Rodrigo barajó sus posibilidades. Salir del dormitorio no sería difícil, y seguramente no encontraría problemas para llegar hasta el patio. El problema era que las puertas de la fortaleza estaban vigiladas día y noche, y no había ninguna otra forma de poner el pie fuera de sus murallas. Pensándolo bien, aunque no estuvieran vigiladas sería completamente imposible abrirlas sin que el ruido de sus engranajes y bisagras despertara a la mitad de los caballeros. Y para terminar de descartar la idea, acababa de darse cuenta de que no tenía ni idea de cómo se abrían esos enormes portones.

Estaba claro. Tenía que aprovechar el momento en que alguien saliera o entrara de la fortaleza para escapar mientras las puertas permanecieran abiertas, pero ¿cómo hacer eso sin ser visto? Tal vez Darion pudiera ayudarle con alguna ilusión que distrajera a los caballeros, pero no quería pedirle ayuda. Su amigo nunca aprobaría su plan.

Tenía que hacerlo, se repetía a sí mismo una y otra vez. No podía pasar ni un día más en la fortaleza, poniendo en peligro a sus amigos, eso lo tenía muy claro. Tenía que salir y buscar la forma de volver a casa. Tal vez así todo volvería a ser como antes. Tal vez así Arakaz dejaría de raptar bebés por su culpa.

¡Claro! —pensó—. ¡Los bebés! ¡Ahí está mi oportunidad!

Acababa de recordarlo. A las seis de la mañana Aldair, Porwena, Iradis y Garek iban a salir de nuevo en busca de bebés a los que rescatar. Nunca tendría otra oportunidad como esa de salir de la fortaleza sin que nadie se diese cuenta. Se metería en uno de los barriles vacíos que llevaban en los carros y esperaría hasta que lo llevaran lejos de la fortaleza. Luego ya podría salir del barril aprovechando cualquier descuido de los caballeros. Ellos nunca llegarían a darse cuenta.

Sin pensárselo dos veces Rodrigo bajó de la litera y buscó a tientas su ropa y sus botas, procurando no hacer ruido. Cuando por fin encontró su bota izquierda debajo de la cama de Óliver, éste se removió sobre su colchón.

—¿Qué haces, Rodri? —le preguntó con voz adormecida.

—Me voy a cazar avutardas nocturnas —dijo Rodrigo, sabiendo que su amigo estaba más dormido que otra cosa—. Tú espérame aquí.

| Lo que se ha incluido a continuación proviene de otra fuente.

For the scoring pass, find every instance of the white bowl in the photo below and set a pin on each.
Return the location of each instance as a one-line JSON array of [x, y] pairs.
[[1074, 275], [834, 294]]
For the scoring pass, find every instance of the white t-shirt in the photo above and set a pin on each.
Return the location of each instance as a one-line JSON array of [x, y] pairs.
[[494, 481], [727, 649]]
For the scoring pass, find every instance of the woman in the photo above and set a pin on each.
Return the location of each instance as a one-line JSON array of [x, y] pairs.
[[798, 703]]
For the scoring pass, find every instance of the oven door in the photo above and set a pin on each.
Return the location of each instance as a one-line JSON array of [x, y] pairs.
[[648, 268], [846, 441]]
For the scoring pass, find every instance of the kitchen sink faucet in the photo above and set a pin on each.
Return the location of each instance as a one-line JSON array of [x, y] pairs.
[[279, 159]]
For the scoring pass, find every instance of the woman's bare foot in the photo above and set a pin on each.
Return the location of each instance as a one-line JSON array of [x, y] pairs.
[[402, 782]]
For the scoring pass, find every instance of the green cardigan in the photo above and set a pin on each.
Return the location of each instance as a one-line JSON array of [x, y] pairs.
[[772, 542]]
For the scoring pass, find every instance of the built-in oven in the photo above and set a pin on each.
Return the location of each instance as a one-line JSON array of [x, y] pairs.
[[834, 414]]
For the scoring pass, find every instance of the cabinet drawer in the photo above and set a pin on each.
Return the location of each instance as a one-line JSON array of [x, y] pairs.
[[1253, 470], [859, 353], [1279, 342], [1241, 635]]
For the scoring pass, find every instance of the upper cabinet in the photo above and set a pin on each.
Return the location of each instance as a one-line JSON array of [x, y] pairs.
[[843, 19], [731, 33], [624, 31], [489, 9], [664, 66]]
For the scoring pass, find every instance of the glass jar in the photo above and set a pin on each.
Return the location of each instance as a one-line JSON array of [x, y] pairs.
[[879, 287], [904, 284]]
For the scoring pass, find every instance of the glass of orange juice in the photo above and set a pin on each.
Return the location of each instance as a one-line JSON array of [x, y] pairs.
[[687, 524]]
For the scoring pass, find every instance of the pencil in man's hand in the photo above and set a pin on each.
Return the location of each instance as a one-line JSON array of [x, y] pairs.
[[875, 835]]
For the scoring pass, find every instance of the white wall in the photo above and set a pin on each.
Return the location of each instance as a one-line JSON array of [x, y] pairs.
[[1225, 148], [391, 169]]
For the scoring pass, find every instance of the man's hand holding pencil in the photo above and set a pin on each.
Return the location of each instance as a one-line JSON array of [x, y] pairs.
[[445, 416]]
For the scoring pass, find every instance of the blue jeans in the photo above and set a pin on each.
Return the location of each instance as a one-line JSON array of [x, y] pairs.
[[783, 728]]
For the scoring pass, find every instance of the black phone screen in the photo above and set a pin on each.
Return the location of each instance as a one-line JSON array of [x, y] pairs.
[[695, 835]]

—Ah, vale —respondió Óliver, volviendo a meter la cabeza bajo las mantas.

Rodrigo salió del dormitorio y se metió al baño para ponerse la ropa y las botas. Luego se dirigió sigilosamente hacia la escalera y con mucho cuidado de no hacer ruido fue descendiendo escalones hasta llegar a la planta baja. Tal como esperaba, la puerta de acceso al patio estaba cerrada, pero no le costó mucho salir por una ventana del cuarto de la limpieza.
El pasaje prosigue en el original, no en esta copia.